Hoffman will be discussing his work in a comedy night also featuring stand-up comic Jon Fisch and Brookline’s Rabbi Moshe Waldoks, author of “The Big Book of Jewish Humor,’’ at 7:30 p.m. Saturday at the Leventhal-Sidman Jewish Community Center, 333 Nahanton St. in Newton.

Before the evening ends, three audience members will be selected to tell a joke, and their success will be measured by audience response.

In Hoffman’s original video, he said, one of the most popular segments involved his mother, Diane, telling a joke about broccoli.

“At the end, she curses a little bit, and then you can see her getting embarrassed about having cursed, and then after that you see how proud she is when the crowd starts laughing.’’

So popular was the project that it evolved quickly into a website called “Old Jews Telling Jokes.’’ (In his mind, the emphasis is on “old’’ rather than “Jews,’’ Hoffman said.

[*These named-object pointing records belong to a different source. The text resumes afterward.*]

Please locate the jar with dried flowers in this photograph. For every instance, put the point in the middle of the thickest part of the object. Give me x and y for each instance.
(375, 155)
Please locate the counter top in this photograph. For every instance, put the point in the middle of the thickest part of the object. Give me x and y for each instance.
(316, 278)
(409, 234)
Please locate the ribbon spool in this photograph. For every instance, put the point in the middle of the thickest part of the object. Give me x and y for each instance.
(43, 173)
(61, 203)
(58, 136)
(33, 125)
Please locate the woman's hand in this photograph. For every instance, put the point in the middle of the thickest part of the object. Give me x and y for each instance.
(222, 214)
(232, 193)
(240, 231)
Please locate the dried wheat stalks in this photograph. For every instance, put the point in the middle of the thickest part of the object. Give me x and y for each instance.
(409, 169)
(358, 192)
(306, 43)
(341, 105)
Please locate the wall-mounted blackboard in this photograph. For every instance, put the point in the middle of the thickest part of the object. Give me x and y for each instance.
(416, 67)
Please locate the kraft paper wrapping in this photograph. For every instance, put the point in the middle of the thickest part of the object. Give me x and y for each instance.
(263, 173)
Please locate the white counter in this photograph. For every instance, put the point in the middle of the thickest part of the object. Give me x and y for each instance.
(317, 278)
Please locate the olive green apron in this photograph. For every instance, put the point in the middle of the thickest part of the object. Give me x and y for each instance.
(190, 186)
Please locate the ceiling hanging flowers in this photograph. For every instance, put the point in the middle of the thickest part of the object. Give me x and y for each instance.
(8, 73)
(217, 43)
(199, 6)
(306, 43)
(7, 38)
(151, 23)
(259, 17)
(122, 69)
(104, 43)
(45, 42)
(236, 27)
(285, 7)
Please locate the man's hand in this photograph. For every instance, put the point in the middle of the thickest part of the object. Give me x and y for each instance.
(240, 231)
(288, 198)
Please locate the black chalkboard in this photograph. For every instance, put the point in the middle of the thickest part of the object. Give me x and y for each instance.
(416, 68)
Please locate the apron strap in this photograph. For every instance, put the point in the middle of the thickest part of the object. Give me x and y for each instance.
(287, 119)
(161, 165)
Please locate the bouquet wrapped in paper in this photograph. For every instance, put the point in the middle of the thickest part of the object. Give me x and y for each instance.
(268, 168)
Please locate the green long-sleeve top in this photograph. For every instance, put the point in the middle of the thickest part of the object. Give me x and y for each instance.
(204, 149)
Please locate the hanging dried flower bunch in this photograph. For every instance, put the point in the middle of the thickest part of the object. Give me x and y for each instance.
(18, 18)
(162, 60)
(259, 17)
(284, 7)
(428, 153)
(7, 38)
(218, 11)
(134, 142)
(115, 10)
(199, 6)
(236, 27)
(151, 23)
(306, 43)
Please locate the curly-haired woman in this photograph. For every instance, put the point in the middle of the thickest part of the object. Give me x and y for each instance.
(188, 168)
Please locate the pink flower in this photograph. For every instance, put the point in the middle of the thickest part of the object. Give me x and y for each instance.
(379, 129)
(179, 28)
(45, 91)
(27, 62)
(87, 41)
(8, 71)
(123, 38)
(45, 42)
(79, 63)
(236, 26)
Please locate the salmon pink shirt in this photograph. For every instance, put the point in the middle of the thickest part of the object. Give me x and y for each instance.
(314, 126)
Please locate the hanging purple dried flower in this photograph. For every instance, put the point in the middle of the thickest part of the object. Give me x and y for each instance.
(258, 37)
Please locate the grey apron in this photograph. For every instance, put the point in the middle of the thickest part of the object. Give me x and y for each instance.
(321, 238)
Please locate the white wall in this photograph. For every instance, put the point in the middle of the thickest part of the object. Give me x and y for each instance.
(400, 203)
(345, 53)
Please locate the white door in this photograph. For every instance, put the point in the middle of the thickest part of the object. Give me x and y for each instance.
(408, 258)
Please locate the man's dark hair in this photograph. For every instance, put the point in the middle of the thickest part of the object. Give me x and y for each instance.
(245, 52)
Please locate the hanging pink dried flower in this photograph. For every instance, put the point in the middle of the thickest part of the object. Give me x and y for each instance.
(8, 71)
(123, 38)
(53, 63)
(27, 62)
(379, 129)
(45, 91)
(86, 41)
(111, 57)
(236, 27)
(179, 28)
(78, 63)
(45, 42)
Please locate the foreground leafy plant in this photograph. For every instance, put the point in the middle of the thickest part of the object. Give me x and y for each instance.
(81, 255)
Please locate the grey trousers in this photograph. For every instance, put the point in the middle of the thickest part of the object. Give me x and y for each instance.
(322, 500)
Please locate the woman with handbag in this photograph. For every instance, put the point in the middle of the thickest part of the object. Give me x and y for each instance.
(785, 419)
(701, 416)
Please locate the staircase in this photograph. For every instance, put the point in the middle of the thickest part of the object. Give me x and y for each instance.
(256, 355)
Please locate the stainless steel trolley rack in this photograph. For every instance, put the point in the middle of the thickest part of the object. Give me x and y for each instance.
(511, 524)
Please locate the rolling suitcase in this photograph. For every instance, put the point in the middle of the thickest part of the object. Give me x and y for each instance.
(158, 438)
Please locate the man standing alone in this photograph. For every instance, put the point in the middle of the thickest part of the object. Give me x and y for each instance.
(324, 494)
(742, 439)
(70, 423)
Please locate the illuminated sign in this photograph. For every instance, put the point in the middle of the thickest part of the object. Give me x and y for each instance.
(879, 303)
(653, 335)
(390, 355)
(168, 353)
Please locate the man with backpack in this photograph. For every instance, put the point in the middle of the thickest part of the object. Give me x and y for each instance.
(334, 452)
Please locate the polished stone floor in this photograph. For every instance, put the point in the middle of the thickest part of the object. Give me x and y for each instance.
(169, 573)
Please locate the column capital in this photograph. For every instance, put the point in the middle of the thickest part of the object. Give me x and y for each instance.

He doesn’t really care about their religion or ethnic background; he just likes the way seniors recount a funny story.)

When he and his business partners at Jetpack Media took the project on the road to New York and Florida, it garnered increasing interest. Now, the “Old Jews Telling Jokes’’ enterprise includes a book published by Random House and a DVD. However, he said, more important than the project’s reach is its depth,

“What’s been interesting to me is that what started out as a fun little comic concept has become in large part a folklore project,’’ Hoffman said. “Older Jewish people have a specific way of telling jokes that is different from how younger people tell jokes. There’s a certain kind of comedy that in large part has been spawned by Jewish culture.

“The central conflict in Jewish humor, as I see it, is that Jews insist on being called chosen, but at the same time want to consider themselves underdogs. At one point, they were poor immigrants who had to make a life in a new land after being chased by Cossacks across Europe. That central conflict seems to breed comedy.’’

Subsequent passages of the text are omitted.